Poetry Friday: Happy Birthday, First Lady of the World


“We must cherish and honor the word free or it will cease to apply to us.”

Eleanor Roosevelt was born on this day in 1884 and the United Nations has declared October 11 International Day of the Girl. No date could be more appropriate. After an unhappy childhood, Eleanor Roosevelt became a passionate, dedicated advocate for human rights around the world.
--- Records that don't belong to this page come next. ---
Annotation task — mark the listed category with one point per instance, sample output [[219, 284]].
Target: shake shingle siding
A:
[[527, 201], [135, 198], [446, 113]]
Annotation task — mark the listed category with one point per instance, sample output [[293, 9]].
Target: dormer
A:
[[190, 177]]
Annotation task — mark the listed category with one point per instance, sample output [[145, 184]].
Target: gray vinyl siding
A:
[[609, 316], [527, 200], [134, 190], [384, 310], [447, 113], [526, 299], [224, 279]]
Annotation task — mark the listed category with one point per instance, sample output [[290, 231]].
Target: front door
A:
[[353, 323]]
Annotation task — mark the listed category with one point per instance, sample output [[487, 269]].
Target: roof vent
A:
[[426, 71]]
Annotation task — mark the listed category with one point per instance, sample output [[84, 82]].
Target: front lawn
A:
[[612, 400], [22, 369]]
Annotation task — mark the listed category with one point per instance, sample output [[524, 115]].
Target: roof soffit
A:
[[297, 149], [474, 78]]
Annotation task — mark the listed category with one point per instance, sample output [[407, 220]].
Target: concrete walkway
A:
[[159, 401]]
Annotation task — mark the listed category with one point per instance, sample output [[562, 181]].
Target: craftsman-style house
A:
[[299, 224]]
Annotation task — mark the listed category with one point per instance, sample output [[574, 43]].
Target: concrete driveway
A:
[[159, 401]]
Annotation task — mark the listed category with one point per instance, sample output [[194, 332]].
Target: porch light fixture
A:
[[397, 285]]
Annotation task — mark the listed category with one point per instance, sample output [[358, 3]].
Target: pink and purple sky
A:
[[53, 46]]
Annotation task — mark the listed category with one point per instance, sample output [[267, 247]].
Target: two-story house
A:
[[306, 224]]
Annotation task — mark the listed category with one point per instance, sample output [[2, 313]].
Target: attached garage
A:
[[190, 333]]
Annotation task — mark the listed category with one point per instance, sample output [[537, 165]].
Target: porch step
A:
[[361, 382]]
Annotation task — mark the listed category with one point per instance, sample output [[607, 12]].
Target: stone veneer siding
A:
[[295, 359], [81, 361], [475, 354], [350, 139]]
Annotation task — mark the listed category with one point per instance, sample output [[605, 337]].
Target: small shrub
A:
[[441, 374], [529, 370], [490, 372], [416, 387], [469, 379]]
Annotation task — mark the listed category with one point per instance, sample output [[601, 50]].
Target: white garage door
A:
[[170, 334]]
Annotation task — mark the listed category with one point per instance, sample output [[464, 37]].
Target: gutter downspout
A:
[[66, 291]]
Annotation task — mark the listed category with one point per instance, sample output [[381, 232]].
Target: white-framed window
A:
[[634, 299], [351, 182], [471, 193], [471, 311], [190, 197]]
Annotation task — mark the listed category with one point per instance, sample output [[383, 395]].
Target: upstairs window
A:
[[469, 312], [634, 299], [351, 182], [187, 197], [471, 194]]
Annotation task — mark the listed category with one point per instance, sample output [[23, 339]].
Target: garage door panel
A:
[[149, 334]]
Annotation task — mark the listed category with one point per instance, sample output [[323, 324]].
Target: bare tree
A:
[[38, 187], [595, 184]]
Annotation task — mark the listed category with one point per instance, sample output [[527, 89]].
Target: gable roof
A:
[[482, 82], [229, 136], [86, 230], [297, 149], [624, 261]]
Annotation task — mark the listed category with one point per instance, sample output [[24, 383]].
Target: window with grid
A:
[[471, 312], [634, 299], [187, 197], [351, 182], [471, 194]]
public domain image from http://www.whitehouse.gov

J. Patrick Lewis honored Roosevelt and her spirit in this poem, from his 2005 collection, Vherses: A Celebration of Outstanding Women (Creative Editions).

You Learn by Living

for Eleanor Roosevelt

Who showed the world the world itself

Was awkward, shy and plain.

A high-born leader in a long,

Low decade full of pain.

A lady first, the great first lady

Looked fear in the face,

And said, There is no room for fear

When courage take its place

Read the entire poem here.

Many books have been written about Eleanor and her remarkable life. Russell Freedman’s Eleanor Roosevelt: A Life of Discovery is featured today at Anita Silvey’s Children’s Book-a-Day AlmanacEleanor, Quiet No More: The Life of Eleanor Roosevelt (Disney/Hyperion Books, 2009) is Doreen Rappaport’s picture book biography for younger readers. A list of more titles about Eleanor is available at Through the Looking Glass.

Roosevelt once said “It is better to light candles than curse the darkness.” Eleanor Roosevelt’s inspiring life story is certain to spark the imagination of readers everywhere.

Don’t forget to visit Laurie Purdie Salas at Writing the World for Kids for the weekly round up. Happy Friday, everyone!

6 thoughts on “Poetry Friday: Happy Birthday, First Lady of the World

  1. One of my heroes…reading about her life never fails to inspire me. No too long ago, I visited Valkill, in Hyde Park, N.Y. and saw yet another side to this remarkable woman. Thanks for sharing the resources list, too.


  2. I love reading about Eleanor R., Catherine, & seeing those PBS documentaries about her too. I don’t know this poem, so thanks for them. In fact the whole book of vherses must be wonderful!